Sir Marin Sorell the former CEO of WPP who resigned in April 2018 which he founded and grew into the world’s biggest advertising holding group, embroiled in contro0versy over his departure.

Ken Auletta states in the last chapter of Frenemies, “Seventy-two and still robust, Martin Sorrell was unlikely to step down any time soon” which had already proved wrong.

Madison Avenue used to control its destiny, but with the advent of new technologies, the control slipped away to Silicon Valley and China.

Auletta, a New Yorker writer who has covered both Wall Street and the media for decades, known the block of midtown Manhattan where Don Draper worked in TV series Mad Men and “the maitre d’ automatically delivers dry martini” to Michael Kassan, an industry consultant at its heart.

Auletta reveals the story of a global business worth  $1tn to $2tn a year, in which personalities still matter but art is being gobbled up by data. The power has shifted, in Kassan’s view from Mad Men to “math Men” but really lies with a woman –Carolyn Everson, Vice-president of Global marketing solutions”. Aluetta portrays the power of figures such as Kassan, Sorrell and the latter’s bitter rival Maurice Levy, chairman of Publicis.

Advertising and marketing touch us on every corner of our lives powering almost all media. Auletta reveals the level of anxiety as former allies become competitors and accusations of kickbacks and corruption swirl. Carolyn Everson, Facebook’s head of sales and the survival of the media as we know it depends on the money generated by advertising and marketing revenue that is in peril in the face of technological changes and the fraying trust between the industry’s key players. 
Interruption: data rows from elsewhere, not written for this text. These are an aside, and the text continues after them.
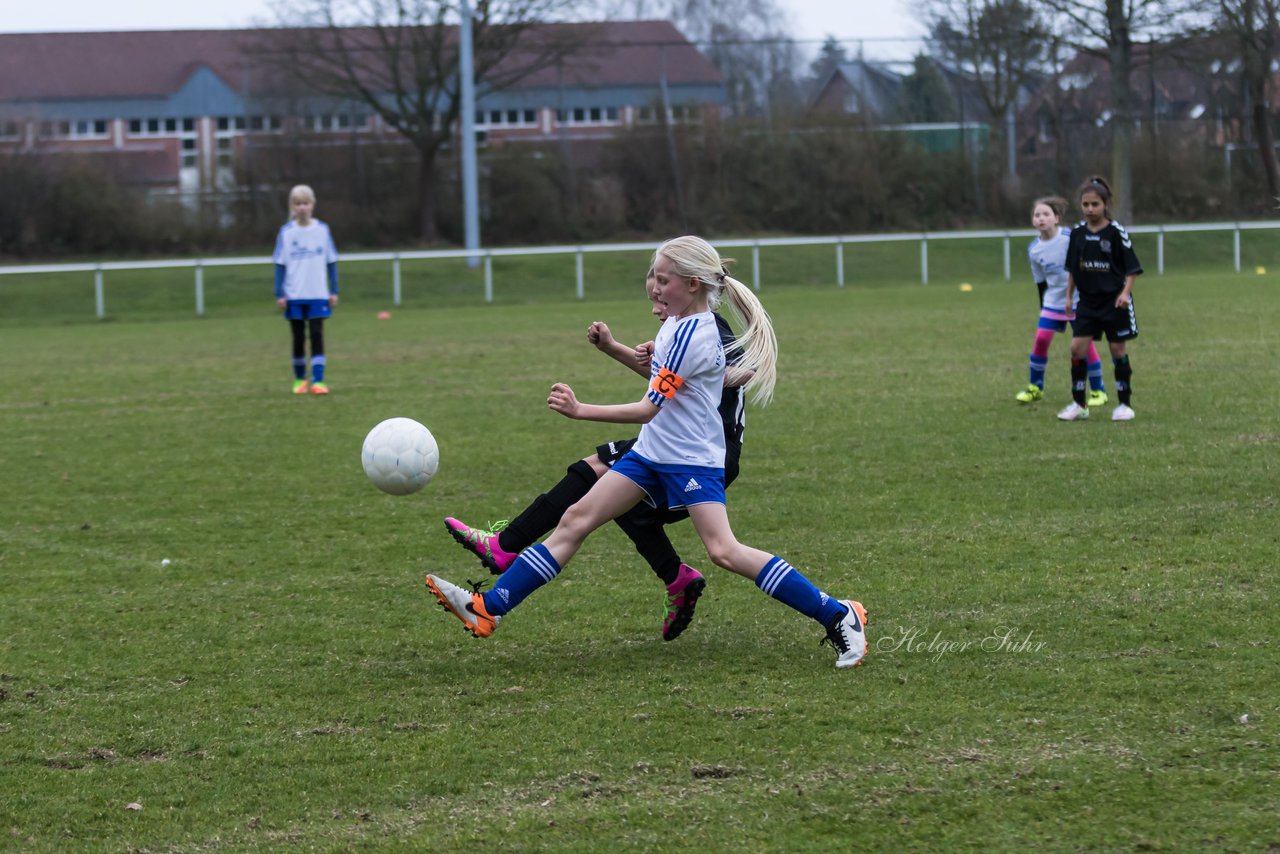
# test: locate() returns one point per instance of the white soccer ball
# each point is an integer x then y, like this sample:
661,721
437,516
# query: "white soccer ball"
400,456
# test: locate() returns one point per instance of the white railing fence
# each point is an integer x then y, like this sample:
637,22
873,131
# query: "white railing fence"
485,256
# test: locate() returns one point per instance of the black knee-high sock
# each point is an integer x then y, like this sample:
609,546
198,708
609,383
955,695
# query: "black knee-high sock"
297,327
316,327
1079,382
538,520
650,540
1124,375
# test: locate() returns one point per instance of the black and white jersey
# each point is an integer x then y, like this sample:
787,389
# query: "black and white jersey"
1100,261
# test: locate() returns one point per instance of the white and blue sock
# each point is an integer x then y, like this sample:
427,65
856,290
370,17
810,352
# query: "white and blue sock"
531,570
787,585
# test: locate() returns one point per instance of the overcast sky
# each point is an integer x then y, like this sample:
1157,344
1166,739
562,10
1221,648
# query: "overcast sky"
882,23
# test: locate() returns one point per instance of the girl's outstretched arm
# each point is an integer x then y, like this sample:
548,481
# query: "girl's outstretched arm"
563,401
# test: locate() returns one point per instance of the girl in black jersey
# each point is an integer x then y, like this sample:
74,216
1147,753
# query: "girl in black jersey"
1101,265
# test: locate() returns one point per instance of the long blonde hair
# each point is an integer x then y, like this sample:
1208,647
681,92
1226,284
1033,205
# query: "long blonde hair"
693,257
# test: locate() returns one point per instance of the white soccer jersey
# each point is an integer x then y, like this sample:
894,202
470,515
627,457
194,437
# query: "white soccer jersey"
686,379
1048,264
306,254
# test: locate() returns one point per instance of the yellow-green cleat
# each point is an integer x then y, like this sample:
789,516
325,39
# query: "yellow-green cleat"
1031,393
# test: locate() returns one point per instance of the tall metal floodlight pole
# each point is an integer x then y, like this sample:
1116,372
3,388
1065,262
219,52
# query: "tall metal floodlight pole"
470,195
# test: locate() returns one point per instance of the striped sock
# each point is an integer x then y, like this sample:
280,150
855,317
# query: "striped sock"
531,570
787,585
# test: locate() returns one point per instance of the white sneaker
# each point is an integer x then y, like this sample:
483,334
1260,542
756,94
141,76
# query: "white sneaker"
849,635
1073,412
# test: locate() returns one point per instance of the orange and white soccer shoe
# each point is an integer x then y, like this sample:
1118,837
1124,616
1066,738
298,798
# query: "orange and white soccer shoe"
466,606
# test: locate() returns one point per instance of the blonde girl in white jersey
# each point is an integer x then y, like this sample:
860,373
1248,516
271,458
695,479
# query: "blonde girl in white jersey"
679,457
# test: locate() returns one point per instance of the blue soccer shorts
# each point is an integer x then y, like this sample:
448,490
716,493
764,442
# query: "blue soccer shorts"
672,485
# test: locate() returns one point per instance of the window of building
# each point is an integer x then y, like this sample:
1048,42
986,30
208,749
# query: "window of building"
55,129
588,115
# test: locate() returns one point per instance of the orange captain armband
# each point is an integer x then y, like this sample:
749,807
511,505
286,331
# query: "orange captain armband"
667,383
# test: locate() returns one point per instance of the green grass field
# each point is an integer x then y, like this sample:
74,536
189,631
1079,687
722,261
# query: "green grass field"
1073,626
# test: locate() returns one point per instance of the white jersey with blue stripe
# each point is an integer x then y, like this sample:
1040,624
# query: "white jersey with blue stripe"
688,429
306,252
1048,265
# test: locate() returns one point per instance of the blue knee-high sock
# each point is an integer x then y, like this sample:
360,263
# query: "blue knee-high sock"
1038,364
787,585
531,570
1096,383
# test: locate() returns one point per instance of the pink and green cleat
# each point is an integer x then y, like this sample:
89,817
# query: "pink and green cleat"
481,543
681,599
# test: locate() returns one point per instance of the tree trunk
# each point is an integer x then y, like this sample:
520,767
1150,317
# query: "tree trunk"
426,196
1265,137
1120,54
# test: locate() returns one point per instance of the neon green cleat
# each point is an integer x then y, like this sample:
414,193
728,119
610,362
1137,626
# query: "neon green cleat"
1031,394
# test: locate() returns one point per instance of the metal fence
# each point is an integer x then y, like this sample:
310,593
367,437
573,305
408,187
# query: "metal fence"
579,252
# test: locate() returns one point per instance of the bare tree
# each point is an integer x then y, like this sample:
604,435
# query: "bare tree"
1000,44
1252,24
400,59
1109,28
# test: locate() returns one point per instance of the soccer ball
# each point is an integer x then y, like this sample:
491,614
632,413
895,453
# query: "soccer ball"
400,456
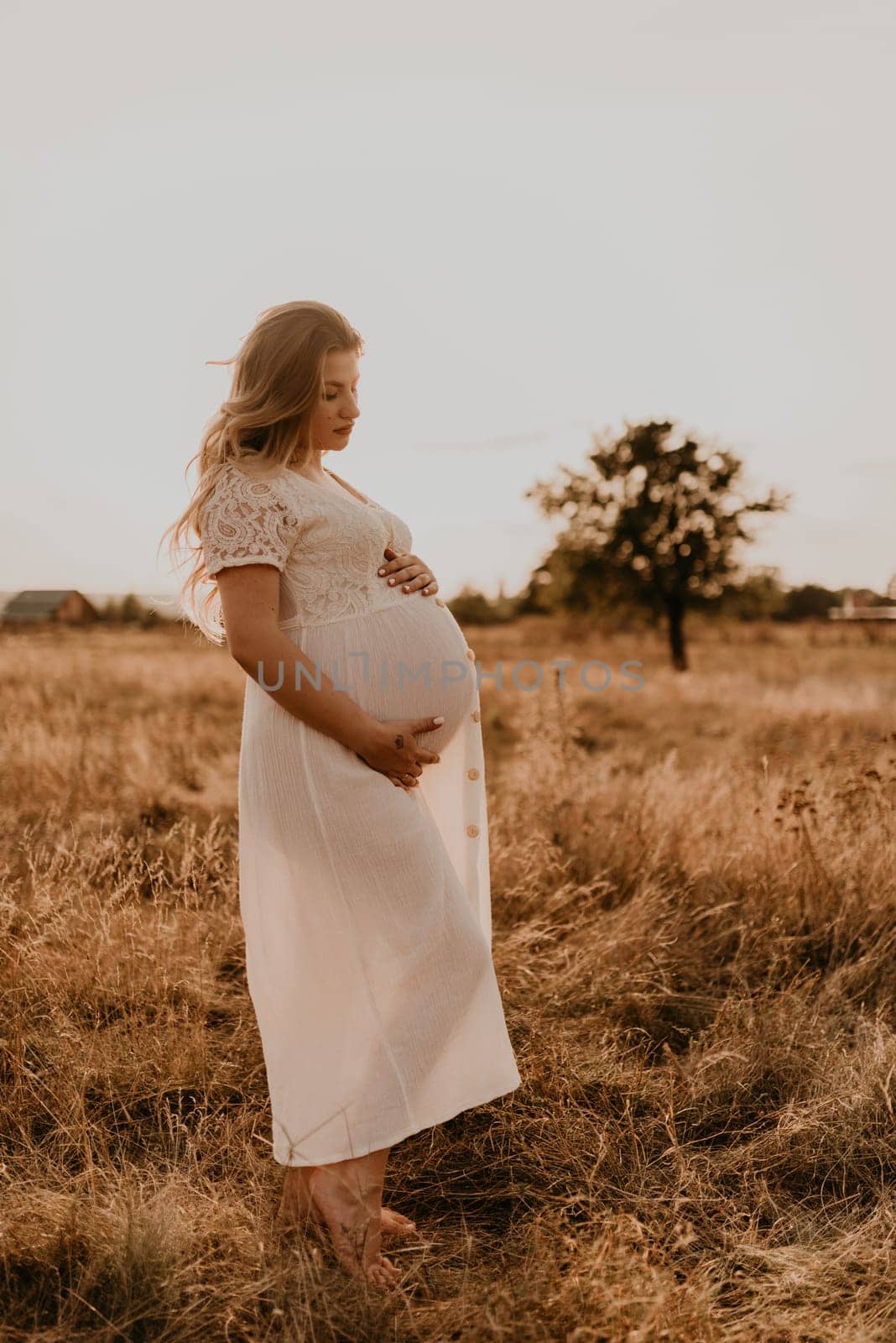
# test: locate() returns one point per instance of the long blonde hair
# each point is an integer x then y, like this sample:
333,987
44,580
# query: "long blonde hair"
266,422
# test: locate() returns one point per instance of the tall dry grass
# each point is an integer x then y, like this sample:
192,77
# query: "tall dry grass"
695,923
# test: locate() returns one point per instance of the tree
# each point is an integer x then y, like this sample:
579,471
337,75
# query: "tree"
660,517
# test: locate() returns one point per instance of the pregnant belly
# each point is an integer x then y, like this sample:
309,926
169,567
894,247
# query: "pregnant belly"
407,661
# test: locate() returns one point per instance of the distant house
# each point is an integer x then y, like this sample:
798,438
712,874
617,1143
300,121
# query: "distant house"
43,608
849,611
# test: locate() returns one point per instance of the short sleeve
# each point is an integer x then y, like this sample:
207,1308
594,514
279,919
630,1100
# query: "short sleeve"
246,521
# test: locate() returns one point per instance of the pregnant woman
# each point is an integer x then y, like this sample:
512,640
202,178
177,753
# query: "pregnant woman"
362,828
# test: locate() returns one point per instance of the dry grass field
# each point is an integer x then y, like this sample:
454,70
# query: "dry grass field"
694,931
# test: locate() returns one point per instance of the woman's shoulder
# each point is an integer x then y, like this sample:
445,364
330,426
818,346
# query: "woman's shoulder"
235,481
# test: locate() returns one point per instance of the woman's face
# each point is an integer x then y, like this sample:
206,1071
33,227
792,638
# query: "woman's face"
337,411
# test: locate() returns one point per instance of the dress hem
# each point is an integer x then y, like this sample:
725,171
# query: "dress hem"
408,1132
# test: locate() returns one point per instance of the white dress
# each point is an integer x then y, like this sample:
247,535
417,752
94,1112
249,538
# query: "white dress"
367,908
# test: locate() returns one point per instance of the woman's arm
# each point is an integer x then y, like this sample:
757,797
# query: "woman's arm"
250,601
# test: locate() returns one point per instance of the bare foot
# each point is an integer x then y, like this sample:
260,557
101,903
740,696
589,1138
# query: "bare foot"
353,1221
297,1205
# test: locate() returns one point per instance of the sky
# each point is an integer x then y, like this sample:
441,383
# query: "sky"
544,221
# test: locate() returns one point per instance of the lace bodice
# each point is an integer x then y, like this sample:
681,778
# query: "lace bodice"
326,544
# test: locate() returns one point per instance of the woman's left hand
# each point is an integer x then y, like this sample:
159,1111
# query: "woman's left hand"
409,572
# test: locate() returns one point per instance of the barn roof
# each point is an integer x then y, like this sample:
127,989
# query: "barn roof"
36,604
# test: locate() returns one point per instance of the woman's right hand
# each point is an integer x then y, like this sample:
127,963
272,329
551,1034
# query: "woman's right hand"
392,750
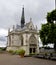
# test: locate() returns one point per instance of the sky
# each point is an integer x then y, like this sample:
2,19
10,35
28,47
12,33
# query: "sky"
11,10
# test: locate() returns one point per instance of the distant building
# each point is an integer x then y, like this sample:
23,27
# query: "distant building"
24,36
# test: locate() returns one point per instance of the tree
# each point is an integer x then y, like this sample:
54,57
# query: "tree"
48,30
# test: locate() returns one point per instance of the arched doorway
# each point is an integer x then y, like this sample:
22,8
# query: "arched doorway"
32,44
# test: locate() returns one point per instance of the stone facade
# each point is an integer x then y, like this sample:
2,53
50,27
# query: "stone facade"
23,38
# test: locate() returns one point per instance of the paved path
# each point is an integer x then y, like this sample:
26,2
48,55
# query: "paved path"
6,59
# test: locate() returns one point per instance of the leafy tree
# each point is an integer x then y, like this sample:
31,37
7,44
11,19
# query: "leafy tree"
48,30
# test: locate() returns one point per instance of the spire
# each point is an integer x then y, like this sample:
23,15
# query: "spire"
22,18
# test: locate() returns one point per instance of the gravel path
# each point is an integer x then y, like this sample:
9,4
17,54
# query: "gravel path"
7,59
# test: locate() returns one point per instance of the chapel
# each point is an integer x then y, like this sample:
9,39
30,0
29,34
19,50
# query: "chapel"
24,36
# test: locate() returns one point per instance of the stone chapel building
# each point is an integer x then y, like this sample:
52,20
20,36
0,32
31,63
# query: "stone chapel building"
24,36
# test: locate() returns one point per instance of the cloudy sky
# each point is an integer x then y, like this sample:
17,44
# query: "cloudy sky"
11,10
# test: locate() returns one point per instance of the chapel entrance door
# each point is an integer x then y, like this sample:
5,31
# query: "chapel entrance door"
32,44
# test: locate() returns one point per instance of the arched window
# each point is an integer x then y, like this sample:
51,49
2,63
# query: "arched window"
21,40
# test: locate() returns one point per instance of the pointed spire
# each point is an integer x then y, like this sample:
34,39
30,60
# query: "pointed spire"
22,18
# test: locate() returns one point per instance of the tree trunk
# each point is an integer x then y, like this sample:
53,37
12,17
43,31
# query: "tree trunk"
55,47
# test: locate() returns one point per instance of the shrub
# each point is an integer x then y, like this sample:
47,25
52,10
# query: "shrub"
11,51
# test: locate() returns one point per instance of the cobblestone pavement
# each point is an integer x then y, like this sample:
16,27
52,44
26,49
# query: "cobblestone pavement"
6,59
The storytelling master, Ken Auletta known for his previous tombs on the business including “Three Blind Mice: How the TV Networks Lost Their Way” and “Googled: The End of the World AS We Know It”. The book has several plugs from Industry moguls on its jacket including one from Horizon Media founder and former 4As Chairman Bill Koenigsberg  and Barry Diller, who states that you “ toss this book at your peril”.

The sheer multitude and intimacy of personal data now held on Americans by companies including  Facebook, Google and WPP’s Group M. These agencies are the most profitable parts of the holding groups, buying space on behalf of big advertisers across various media.

Irwin Gotlieb who runs Group M, who frankly told Auletta how he spent $2.5bn trying not to be outflanked by Facebook and Google.

 By acquiring agencies with access to data from retailers, it built what amounts to a vast spreadsheet of 200m individuals and 40, 000 behavioural characteristics.

Want to sell a new brand of tomato sauce? Instead of buying space on TV and hoping Group M can put your targeted ad in front of people who buy a lot of it, by tracking the buying habits of those people with loyalty cards and whose details are cross-matched online.

These ads follow you around the internet as you browse- and they do really know who you are which really amounts to customer stalking. People do not realise that there is no free lunch in life and free services have to be paid for somehow. According to Auletta, the game may end not with GroupM and its peers doing the tracking, but with advertisers by passing them and dealing directly with Google and Facebook and perhaps the entire supply chain could be run by robots in the near future.

Frenemies ends with Kassan planning to open offices in London and Hong Kong.

 Frenemies: The Epic Disruption of the Advertising Industry ( and Why This Matters) by Ken Auletta, Harper Collins £20, 360 pages.